This past Friday, reps for Caerus Group and Quality Capital filed plans for a 14-story, 70,000-square-foot retail-and-office building at 827 Broadway, as The Real Deal reported.
Per the article:
Retail will span the first three floors of the building, with the remaining 11 floors devoted to office space. The plans call for terraces on the fourth floor and roof — an amenity many landlords in the Midtown South market consider a necessity in order to attract tenants.
According to DOB records, there were plans filed in December for a "10-story vertical enlargement ... to existing 4-story building." Now there are just plans for a new building.
So apparently this means the two existing four-story buildings between 12th Street and 13th Street will be demolished. There aren't any demo permits on file yet.
Quality Capital and Caerus Group bought 827-829 and 831 Broadway last summer for $60 million. The deal reportedly included 30,000 square feet of air rights.
Antiques mogul Howard Kaplan previously owned the buildings for 35 years.
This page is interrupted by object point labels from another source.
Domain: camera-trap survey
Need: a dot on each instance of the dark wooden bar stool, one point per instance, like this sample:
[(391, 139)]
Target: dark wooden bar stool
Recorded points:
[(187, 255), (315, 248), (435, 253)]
Here's some history of the buildings:
Italiante commercial building built by tobacconist Pierre Lorillard III (1796-1867) on property owned by the family until 1940. Lorillard was grandson of Pierre Abraham Lorillard (1742–1776), founder of the American tobacco industry with 1760 launch of P. Lorillard & Co. In 1867, No. 827 was shop of cabinetmaker Alexander Roux (1813-1886). From 1980s until 2008 was a club, La Belle Epoque.